Termination w.r.t. Q proof of /tmp/tmpppB8KF/z03.trs

Termination w.r.t. Q of the given QTRS could not be shown:

0 QTRS

↳1 DependencyPairsProof (⇔)

↳2 QDP

↳3 QDPOrderProof (⇔)

↳4 QDP

↳5 DependencyGraphProof (⇔)

↳6 AND

  ↳7 QDP

  ↳8 QDP

(0) Obligation:

Q restricted rewrite system:
The TRS R consists of the following rules:

a(f, a(g, a(f, x))) → a(f, a(g, a(g, a(f, x))))
a(g, a(f, a(g, x))) → a(g, a(f, a(f, a(g, x))))

Q is empty.

(1) DependencyPairsProof (EQUIVALENT transformation)

Using Dependency Pairs [AG00,LPAR04] we result in the following initial DP problem.

(2) Obligation:

Q DP problem:
The TRS P consists of the following rules:

A(f, a(g, a(f, x))) → A(f, a(g, a(g, a(f, x))))
A(f, a(g, a(f, x))) → A(g, a(g, a(f, x)))
A(g, a(f, a(g, x))) → A(g, a(f, a(f, a(g, x))))
A(g, a(f, a(g, x))) → A(f, a(f, a(g, x)))

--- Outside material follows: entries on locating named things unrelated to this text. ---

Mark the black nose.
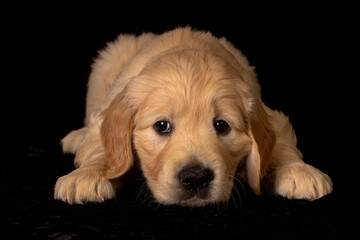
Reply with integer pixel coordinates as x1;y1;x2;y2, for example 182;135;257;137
178;165;214;192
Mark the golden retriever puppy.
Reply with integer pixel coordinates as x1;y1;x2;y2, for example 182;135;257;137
55;27;332;206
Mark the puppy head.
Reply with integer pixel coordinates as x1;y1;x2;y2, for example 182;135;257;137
102;50;274;206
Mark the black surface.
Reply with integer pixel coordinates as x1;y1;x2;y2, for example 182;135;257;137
0;5;360;239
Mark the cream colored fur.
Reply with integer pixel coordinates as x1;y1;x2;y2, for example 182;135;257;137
55;28;332;206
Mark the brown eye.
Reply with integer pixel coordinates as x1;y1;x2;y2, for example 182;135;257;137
154;121;172;134
214;120;231;135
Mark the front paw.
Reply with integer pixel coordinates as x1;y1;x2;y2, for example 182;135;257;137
54;167;115;204
274;163;332;200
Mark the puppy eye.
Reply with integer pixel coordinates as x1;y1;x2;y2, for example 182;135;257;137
154;121;172;134
214;120;231;135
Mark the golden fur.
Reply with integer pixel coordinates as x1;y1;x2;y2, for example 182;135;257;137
55;28;332;206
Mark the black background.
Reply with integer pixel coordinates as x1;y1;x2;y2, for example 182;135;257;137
0;3;360;239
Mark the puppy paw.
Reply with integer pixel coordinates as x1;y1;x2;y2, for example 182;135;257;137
275;163;332;200
54;167;115;204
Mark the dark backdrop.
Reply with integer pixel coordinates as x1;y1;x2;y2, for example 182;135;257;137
0;4;360;239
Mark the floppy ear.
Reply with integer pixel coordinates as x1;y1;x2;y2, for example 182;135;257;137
101;89;134;179
246;101;276;194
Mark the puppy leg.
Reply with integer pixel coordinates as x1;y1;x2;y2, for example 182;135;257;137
54;124;118;204
264;111;332;200
61;127;88;154
54;165;115;204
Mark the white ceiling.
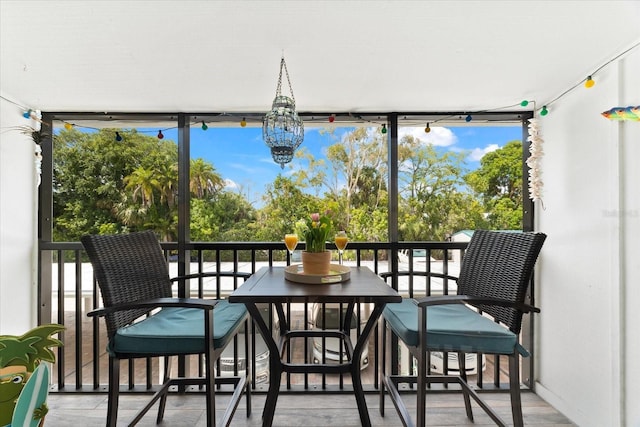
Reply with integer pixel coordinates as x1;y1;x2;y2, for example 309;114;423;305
0;0;640;113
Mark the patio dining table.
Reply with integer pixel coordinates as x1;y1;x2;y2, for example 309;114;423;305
229;267;402;426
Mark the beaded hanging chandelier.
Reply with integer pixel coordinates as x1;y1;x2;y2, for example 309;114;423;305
262;56;304;169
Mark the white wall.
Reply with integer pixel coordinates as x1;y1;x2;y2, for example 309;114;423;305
0;93;37;335
536;49;640;426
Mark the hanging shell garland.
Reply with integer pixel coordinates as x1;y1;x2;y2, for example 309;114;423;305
527;119;544;208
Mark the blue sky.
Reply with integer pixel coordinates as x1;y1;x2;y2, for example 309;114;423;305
182;126;522;205
141;125;522;207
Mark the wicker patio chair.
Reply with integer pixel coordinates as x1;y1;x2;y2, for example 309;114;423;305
81;231;251;426
380;230;546;427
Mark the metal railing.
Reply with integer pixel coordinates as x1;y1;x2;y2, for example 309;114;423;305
39;242;526;392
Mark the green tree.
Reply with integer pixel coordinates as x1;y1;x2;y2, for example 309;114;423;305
189;158;224;199
465;141;522;229
53;128;178;241
256;175;322;241
398;136;483;240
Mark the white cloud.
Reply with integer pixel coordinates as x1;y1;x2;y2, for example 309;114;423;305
469;144;500;162
398;126;458;147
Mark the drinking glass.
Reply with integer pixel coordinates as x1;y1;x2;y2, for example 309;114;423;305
284;234;298;257
334;231;349;265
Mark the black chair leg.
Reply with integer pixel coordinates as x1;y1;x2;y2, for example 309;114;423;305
156;356;171;424
107;356;120;427
378;319;391;417
509;353;524;427
458;352;473;421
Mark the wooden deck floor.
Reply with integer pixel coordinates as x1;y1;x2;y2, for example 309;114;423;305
45;393;574;427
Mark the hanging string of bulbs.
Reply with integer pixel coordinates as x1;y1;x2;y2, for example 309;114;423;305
0;41;640;141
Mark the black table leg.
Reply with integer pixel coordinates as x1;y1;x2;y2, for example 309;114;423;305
351;304;384;427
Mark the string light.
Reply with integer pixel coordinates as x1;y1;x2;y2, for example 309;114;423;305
584;76;596;89
540;41;640;110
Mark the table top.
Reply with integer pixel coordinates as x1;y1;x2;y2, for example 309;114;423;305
229;267;402;303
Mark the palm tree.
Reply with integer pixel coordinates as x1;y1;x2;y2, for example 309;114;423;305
189;158;224;199
124;166;160;207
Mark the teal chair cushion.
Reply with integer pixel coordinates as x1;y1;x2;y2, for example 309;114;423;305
384;299;528;356
107;300;247;355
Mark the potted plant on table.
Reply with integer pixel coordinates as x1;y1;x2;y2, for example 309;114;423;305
299;211;333;274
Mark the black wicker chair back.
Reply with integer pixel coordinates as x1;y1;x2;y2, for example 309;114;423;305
458;230;546;334
80;231;171;339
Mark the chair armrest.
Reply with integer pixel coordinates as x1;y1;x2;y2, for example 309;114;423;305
87;298;218;317
171;271;251;282
378;270;458;282
415;295;540;313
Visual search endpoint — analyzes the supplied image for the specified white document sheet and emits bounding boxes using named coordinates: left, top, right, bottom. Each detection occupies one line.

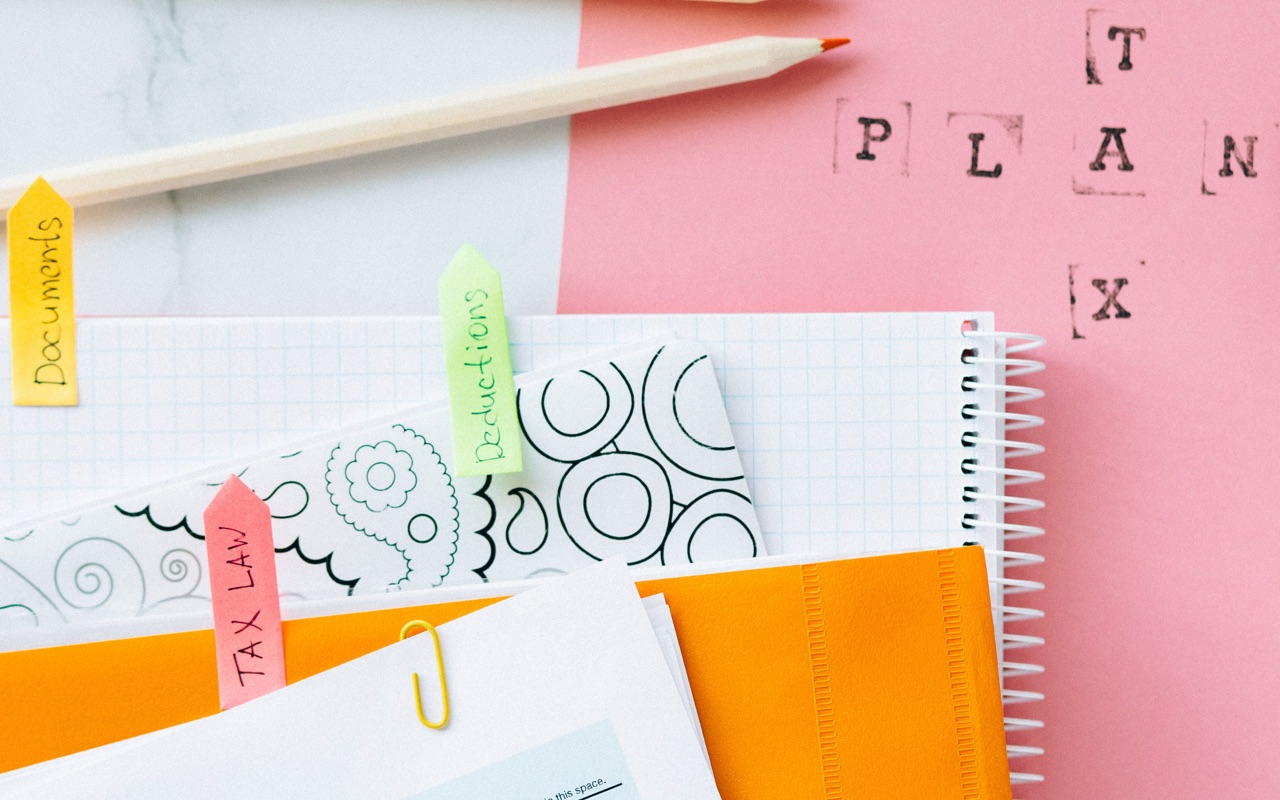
left=0, top=342, right=764, bottom=635
left=13, top=561, right=719, bottom=800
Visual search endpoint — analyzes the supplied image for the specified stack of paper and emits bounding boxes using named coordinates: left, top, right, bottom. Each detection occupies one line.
left=0, top=561, right=719, bottom=800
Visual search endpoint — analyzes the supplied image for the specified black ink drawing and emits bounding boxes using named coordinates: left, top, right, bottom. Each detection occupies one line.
left=0, top=343, right=762, bottom=630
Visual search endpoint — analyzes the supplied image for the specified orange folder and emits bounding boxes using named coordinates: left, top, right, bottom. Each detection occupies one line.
left=0, top=547, right=1010, bottom=800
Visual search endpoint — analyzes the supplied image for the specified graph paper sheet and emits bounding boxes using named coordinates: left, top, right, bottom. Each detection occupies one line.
left=0, top=314, right=996, bottom=616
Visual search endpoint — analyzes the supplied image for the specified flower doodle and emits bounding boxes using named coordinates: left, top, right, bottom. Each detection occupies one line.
left=343, top=442, right=417, bottom=513
left=325, top=425, right=458, bottom=585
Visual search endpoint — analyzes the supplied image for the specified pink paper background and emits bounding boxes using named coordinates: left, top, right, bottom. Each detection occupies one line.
left=559, top=0, right=1280, bottom=800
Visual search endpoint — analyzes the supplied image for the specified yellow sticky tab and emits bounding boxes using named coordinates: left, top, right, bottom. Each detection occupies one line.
left=9, top=178, right=78, bottom=406
left=439, top=246, right=521, bottom=476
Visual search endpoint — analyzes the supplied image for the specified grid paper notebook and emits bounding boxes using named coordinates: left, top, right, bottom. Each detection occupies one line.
left=0, top=314, right=998, bottom=554
left=0, top=312, right=1043, bottom=783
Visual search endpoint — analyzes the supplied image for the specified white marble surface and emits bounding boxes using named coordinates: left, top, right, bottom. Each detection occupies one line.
left=0, top=0, right=580, bottom=315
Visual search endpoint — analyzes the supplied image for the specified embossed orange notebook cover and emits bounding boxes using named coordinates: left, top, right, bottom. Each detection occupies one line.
left=0, top=547, right=1010, bottom=800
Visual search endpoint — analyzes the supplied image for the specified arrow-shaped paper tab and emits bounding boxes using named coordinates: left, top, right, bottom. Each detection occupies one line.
left=9, top=178, right=79, bottom=406
left=439, top=246, right=521, bottom=476
left=205, top=475, right=284, bottom=709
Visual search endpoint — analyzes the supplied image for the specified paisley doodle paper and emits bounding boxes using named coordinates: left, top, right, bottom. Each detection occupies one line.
left=0, top=342, right=763, bottom=632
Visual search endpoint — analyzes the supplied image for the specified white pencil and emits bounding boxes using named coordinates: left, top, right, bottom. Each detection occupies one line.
left=0, top=36, right=849, bottom=209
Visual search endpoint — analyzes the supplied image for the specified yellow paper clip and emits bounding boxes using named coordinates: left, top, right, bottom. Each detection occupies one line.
left=401, top=620, right=449, bottom=731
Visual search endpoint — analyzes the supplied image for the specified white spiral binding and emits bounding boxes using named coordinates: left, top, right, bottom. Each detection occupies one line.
left=961, top=328, right=1044, bottom=785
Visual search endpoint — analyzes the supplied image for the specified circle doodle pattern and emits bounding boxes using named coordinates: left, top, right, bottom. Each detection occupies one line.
left=516, top=364, right=635, bottom=463
left=557, top=452, right=671, bottom=563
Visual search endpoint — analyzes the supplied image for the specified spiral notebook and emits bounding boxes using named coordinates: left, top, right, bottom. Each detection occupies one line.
left=0, top=312, right=1042, bottom=780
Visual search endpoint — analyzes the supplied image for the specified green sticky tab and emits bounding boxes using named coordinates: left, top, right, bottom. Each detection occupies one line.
left=440, top=244, right=521, bottom=476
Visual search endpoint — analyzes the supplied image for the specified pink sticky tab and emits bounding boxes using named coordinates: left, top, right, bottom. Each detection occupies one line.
left=205, top=475, right=284, bottom=709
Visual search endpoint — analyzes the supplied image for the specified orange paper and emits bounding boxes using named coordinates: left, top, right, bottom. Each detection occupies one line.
left=0, top=547, right=1010, bottom=800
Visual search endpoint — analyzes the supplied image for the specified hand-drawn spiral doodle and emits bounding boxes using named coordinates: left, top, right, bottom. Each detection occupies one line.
left=325, top=425, right=458, bottom=585
left=516, top=362, right=635, bottom=463
left=556, top=452, right=671, bottom=563
left=0, top=561, right=67, bottom=630
left=640, top=343, right=742, bottom=481
left=54, top=536, right=147, bottom=612
left=662, top=489, right=759, bottom=564
left=507, top=486, right=550, bottom=556
left=160, top=548, right=201, bottom=596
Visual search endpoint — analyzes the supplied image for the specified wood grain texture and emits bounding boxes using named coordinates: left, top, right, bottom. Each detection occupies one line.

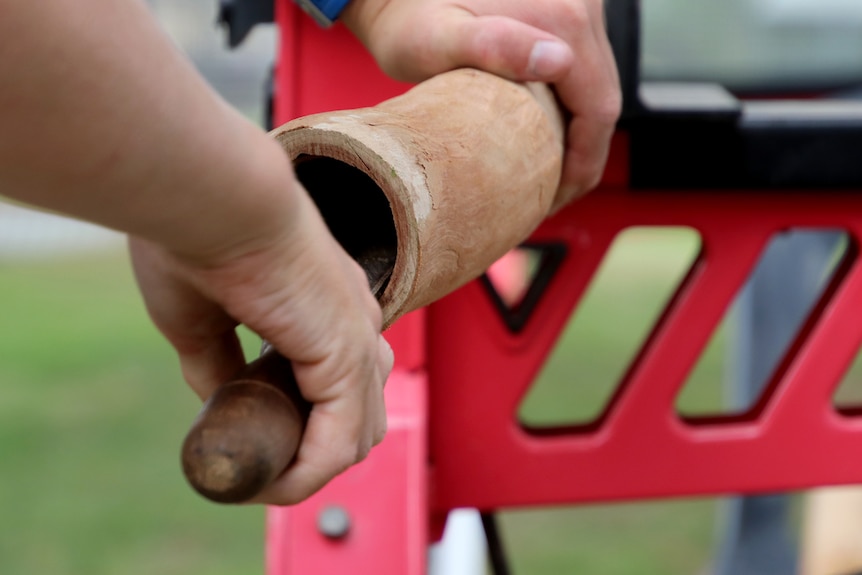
left=183, top=70, right=564, bottom=503
left=272, top=70, right=563, bottom=326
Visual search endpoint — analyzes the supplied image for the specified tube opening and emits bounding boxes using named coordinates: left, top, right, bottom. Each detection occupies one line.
left=295, top=154, right=398, bottom=299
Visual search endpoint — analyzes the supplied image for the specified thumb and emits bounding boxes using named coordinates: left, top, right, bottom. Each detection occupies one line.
left=431, top=14, right=574, bottom=82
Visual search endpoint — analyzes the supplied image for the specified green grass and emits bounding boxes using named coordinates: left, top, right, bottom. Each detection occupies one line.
left=0, top=254, right=263, bottom=575
left=0, top=230, right=848, bottom=575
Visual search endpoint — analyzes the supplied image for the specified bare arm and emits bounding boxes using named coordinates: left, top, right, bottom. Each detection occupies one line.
left=0, top=0, right=392, bottom=503
left=342, top=0, right=621, bottom=206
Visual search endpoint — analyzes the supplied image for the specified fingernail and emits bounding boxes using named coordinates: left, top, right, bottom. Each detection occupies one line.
left=527, top=40, right=571, bottom=77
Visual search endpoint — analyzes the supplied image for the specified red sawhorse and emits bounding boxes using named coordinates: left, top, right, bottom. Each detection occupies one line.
left=267, top=2, right=862, bottom=575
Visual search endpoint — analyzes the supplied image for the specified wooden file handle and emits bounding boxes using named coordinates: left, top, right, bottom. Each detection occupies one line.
left=182, top=349, right=311, bottom=503
left=183, top=70, right=564, bottom=502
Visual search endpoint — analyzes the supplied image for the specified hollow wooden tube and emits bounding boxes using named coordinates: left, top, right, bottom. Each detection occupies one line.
left=182, top=70, right=564, bottom=503
left=272, top=69, right=564, bottom=326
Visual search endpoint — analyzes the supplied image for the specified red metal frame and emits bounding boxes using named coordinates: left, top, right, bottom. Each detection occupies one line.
left=268, top=2, right=862, bottom=575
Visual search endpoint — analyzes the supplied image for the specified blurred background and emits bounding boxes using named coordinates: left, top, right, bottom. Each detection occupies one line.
left=5, top=0, right=862, bottom=575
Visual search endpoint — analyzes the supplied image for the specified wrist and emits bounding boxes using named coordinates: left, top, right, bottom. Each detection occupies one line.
left=160, top=128, right=310, bottom=267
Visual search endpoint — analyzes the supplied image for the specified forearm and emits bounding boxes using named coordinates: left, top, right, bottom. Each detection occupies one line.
left=0, top=0, right=296, bottom=255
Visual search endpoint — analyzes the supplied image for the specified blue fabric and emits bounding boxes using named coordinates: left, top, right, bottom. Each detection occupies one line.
left=311, top=0, right=350, bottom=20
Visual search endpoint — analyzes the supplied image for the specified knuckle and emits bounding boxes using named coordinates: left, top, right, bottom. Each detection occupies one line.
left=558, top=0, right=601, bottom=30
left=594, top=90, right=622, bottom=126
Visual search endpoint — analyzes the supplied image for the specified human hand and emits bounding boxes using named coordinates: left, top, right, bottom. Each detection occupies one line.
left=341, top=0, right=622, bottom=205
left=131, top=181, right=393, bottom=505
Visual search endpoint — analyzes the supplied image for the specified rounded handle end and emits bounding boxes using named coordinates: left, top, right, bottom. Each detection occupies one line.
left=182, top=380, right=305, bottom=503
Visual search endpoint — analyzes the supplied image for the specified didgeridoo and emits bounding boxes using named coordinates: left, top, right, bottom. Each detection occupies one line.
left=182, top=70, right=564, bottom=503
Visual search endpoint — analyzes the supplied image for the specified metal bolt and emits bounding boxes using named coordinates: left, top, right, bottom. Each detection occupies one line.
left=317, top=505, right=350, bottom=539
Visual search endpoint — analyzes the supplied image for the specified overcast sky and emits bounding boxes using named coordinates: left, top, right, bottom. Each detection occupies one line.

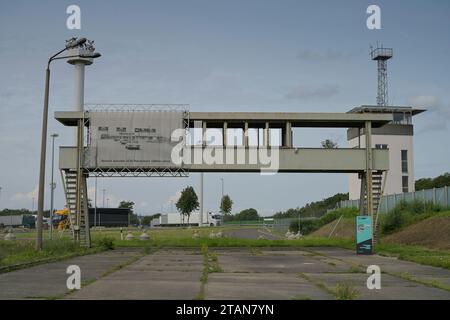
left=0, top=0, right=450, bottom=215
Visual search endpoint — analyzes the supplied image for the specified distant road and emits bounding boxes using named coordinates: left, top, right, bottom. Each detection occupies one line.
left=224, top=228, right=282, bottom=240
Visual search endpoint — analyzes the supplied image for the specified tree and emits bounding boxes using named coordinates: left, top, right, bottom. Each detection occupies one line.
left=415, top=172, right=450, bottom=191
left=142, top=213, right=161, bottom=226
left=175, top=186, right=200, bottom=224
left=118, top=200, right=139, bottom=225
left=220, top=194, right=233, bottom=215
left=320, top=139, right=338, bottom=149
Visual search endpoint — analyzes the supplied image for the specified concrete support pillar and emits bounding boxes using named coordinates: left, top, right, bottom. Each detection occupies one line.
left=365, top=121, right=373, bottom=216
left=284, top=122, right=292, bottom=148
left=222, top=121, right=228, bottom=147
left=263, top=122, right=270, bottom=147
left=202, top=121, right=206, bottom=147
left=200, top=172, right=204, bottom=227
left=74, top=62, right=85, bottom=111
left=242, top=122, right=248, bottom=148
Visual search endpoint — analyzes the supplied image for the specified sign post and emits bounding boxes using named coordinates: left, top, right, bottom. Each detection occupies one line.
left=356, top=216, right=373, bottom=254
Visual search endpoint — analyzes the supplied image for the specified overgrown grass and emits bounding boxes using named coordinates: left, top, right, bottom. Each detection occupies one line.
left=334, top=282, right=359, bottom=300
left=380, top=200, right=445, bottom=235
left=0, top=240, right=105, bottom=271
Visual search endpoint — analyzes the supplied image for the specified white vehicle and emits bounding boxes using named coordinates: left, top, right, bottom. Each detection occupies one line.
left=159, top=212, right=222, bottom=227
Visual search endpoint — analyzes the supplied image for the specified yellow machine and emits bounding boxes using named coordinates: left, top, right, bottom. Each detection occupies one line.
left=55, top=208, right=70, bottom=231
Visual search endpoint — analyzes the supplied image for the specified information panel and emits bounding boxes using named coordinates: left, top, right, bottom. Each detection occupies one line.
left=84, top=110, right=183, bottom=169
left=356, top=216, right=373, bottom=254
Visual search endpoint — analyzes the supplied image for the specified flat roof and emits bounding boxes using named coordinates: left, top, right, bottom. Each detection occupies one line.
left=348, top=105, right=427, bottom=116
left=55, top=111, right=393, bottom=128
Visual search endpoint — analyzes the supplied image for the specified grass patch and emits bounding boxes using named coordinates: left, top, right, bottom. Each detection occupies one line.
left=334, top=282, right=359, bottom=300
left=0, top=240, right=106, bottom=272
left=375, top=243, right=450, bottom=269
left=380, top=200, right=444, bottom=235
left=289, top=208, right=358, bottom=235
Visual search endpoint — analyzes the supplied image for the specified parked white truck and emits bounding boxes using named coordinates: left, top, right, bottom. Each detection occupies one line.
left=159, top=212, right=222, bottom=227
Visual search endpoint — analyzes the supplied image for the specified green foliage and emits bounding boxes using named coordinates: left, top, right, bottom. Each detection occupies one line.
left=220, top=194, right=233, bottom=215
left=176, top=186, right=200, bottom=221
left=381, top=200, right=443, bottom=234
left=320, top=139, right=338, bottom=149
left=415, top=172, right=450, bottom=191
left=223, top=208, right=260, bottom=222
left=334, top=283, right=359, bottom=300
left=141, top=213, right=161, bottom=226
left=273, top=193, right=348, bottom=219
left=289, top=208, right=358, bottom=235
left=0, top=239, right=101, bottom=267
left=95, top=237, right=114, bottom=250
left=118, top=200, right=139, bottom=225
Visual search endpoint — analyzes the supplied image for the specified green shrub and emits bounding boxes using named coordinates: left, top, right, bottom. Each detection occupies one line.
left=96, top=237, right=114, bottom=250
left=334, top=283, right=359, bottom=300
left=381, top=209, right=406, bottom=234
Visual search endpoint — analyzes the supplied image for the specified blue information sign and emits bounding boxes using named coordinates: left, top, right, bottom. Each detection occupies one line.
left=356, top=216, right=373, bottom=254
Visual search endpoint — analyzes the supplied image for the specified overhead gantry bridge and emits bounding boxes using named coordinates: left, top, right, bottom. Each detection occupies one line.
left=55, top=107, right=393, bottom=245
left=55, top=112, right=392, bottom=175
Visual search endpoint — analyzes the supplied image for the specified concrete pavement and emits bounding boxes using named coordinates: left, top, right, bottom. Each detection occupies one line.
left=0, top=249, right=142, bottom=299
left=0, top=248, right=450, bottom=300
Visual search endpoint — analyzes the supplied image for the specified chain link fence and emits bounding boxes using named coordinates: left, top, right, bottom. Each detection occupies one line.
left=339, top=186, right=450, bottom=213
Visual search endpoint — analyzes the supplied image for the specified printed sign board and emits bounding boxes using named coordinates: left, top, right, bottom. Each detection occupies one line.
left=356, top=216, right=373, bottom=254
left=84, top=110, right=183, bottom=169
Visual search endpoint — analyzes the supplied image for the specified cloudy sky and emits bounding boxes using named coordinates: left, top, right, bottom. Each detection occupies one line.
left=0, top=0, right=450, bottom=215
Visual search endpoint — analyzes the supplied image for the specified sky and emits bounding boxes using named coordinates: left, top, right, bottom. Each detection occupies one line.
left=0, top=0, right=450, bottom=215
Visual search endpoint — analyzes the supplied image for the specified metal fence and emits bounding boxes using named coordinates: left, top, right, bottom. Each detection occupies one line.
left=339, top=186, right=450, bottom=213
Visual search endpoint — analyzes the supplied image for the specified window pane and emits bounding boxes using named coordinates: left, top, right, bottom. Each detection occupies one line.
left=402, top=150, right=408, bottom=161
left=402, top=176, right=409, bottom=192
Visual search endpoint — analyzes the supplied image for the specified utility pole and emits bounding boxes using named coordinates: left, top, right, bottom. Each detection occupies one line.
left=94, top=176, right=97, bottom=227
left=200, top=172, right=203, bottom=227
left=102, top=189, right=106, bottom=208
left=49, top=133, right=58, bottom=240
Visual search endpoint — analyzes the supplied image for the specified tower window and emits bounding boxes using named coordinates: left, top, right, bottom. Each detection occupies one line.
left=402, top=150, right=408, bottom=173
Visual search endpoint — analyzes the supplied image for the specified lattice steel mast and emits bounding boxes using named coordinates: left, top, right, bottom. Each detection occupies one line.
left=370, top=46, right=393, bottom=106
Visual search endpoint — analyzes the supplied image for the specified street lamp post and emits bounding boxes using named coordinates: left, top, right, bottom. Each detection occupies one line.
left=36, top=38, right=100, bottom=250
left=102, top=189, right=106, bottom=208
left=49, top=133, right=58, bottom=240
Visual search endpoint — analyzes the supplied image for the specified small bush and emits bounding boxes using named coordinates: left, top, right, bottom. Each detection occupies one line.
left=334, top=283, right=359, bottom=300
left=96, top=237, right=114, bottom=250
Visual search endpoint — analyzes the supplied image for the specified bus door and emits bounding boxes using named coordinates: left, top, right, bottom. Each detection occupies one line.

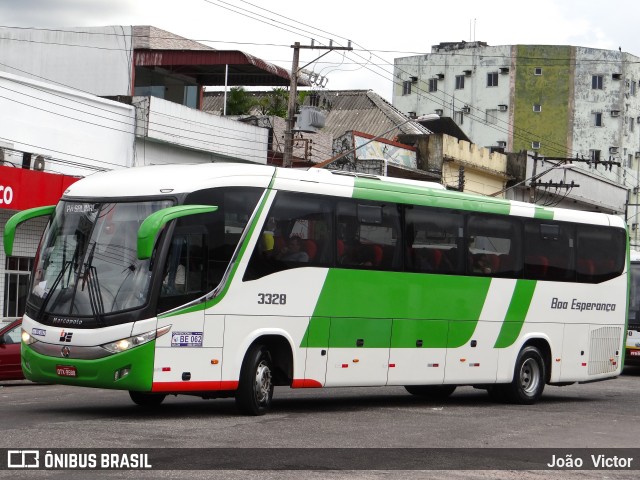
left=154, top=226, right=224, bottom=390
left=302, top=317, right=331, bottom=386
left=326, top=317, right=392, bottom=387
left=387, top=319, right=449, bottom=385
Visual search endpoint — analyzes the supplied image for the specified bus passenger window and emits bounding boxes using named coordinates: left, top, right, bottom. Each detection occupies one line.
left=576, top=225, right=626, bottom=283
left=336, top=200, right=402, bottom=270
left=467, top=214, right=522, bottom=278
left=405, top=206, right=463, bottom=274
left=244, top=192, right=334, bottom=281
left=524, top=220, right=576, bottom=282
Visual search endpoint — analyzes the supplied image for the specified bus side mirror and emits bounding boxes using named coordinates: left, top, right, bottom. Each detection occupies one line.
left=3, top=205, right=56, bottom=257
left=138, top=205, right=218, bottom=260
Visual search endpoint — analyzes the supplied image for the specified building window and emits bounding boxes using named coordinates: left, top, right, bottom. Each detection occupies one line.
left=2, top=257, right=33, bottom=321
left=591, top=75, right=603, bottom=90
left=593, top=112, right=602, bottom=127
left=485, top=108, right=498, bottom=125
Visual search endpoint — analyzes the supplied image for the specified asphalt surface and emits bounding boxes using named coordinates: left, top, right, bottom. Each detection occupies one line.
left=0, top=367, right=640, bottom=480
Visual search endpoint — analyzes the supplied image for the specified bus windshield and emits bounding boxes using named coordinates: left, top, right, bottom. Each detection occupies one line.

The TRS R consists of the following rules:

a(f, a(g, a(f, x))) → a(f, a(g, a(g, a(f, x))))
a(g, a(f, a(g, x))) → a(g, a(f, a(f, a(g, x))))

Q is empty.
We have to consider all minimal (P,Q,R)-chains.

(3) QDPOrderProof (EQUIVALENT transformation)

We use the reduction pair processor [LPAR04]. Here, we combined the reduction pair processor with the A-transformation [FROCOS05] which results in the following intermediate Q-DP Problem.
The a-transformed P is

f1(g(f(x))) → f1(g(g(f(x))))
f1(g(f(x))) → g1(g(f(x)))
g1(f(g(x))) → g1(f(f(g(x))))
g1(f(g(x))) → f1(f(g(x)))

The a-transformed usable rules are

g(f(g(x))) → g(f(f(g(x))))
f(g(f(x))) → f(g(g(f(x))))

The following pairs can be oriented strictly and are deleted.

A(f, a(g, a(f, x))) → A(g, a(g, a(f, x)))
A(g, a(f, a(g, x))) → A(f, a(f, a(g, x)))

The remaining pairs can at least be oriented weakly.
Used ordering: Combined order from the following AFS and order.
f1(x1) = f1(x1)
g(x1) = g
f(x1) = f
g1(x1) = g1

Lexicographic path order with status [LPO].
Quasi-Precedence:

[g, g1] > f1₁ > f

Status:

f1₁: [1]
g: []
f: []
g1: []

The following usable rules [FROCOS05] were oriented:

a(g, a(f, a(g, x))) → a(g, a(f, a(f, a(g, x))))
a(f, a(g, a(f, x))) → a(f, a(g, a(g, a(f, x))))

(4) Obligation:

Q DP problem:
The TRS P consists of the following rules:

A(f, a(g, a(f, x))) → A(f, a(g, a(g, a(f, x))))
A(g, a(f, a(g, x))) → A(g, a(f, a(f, a(g, x))))

The TRS R consists of the following rules:

a(f, a(g, a(f, x))) → a(f, a(g, a(g, a(f, x))))
a(g, a(f, a(g, x))) → a(g, a(f, a(f, a(g, x))))

Q is empty.
We have to consider all minimal (P,Q,R)-chains.

(5) DependencyGraphProof (EQUIVALENT transformation)

The approximation of the Dependency Graph [LPAR04,FROCOS05,EDGSTAR] contains 2 SCCs.

(6) Complex Obligation (AND)

(7) Obligation:

Q DP problem:
The TRS P consists of the following rules:

A(g, a(f, a(g, x))) → A(g, a(f, a(f, a(g, x))))

The TRS R consists of the following rules:

a(f, a(g, a(f, x))) → a(f, a(g, a(g, a(f, x))))
a(g, a(f, a(g, x))) → a(g, a(f, a(f, a(g, x))))

Q is empty.
We have to consider all minimal (P,Q,R)-chains.

(8) Obligation:

Q DP problem:
The TRS P consists of the following rules:

A(f, a(g, a(f, x))) → A(f, a(g, a(g, a(f, x))))

The TRS R consists of the following rules:

a(f, a(g, a(f, x))) → a(f, a(g, a(g, a(f, x))))
a(g, a(f, a(g, x))) → a(g, a(f, a(f, a(g, x))))

Q is empty.
We have to consider all minimal (P,Q,R)-chains.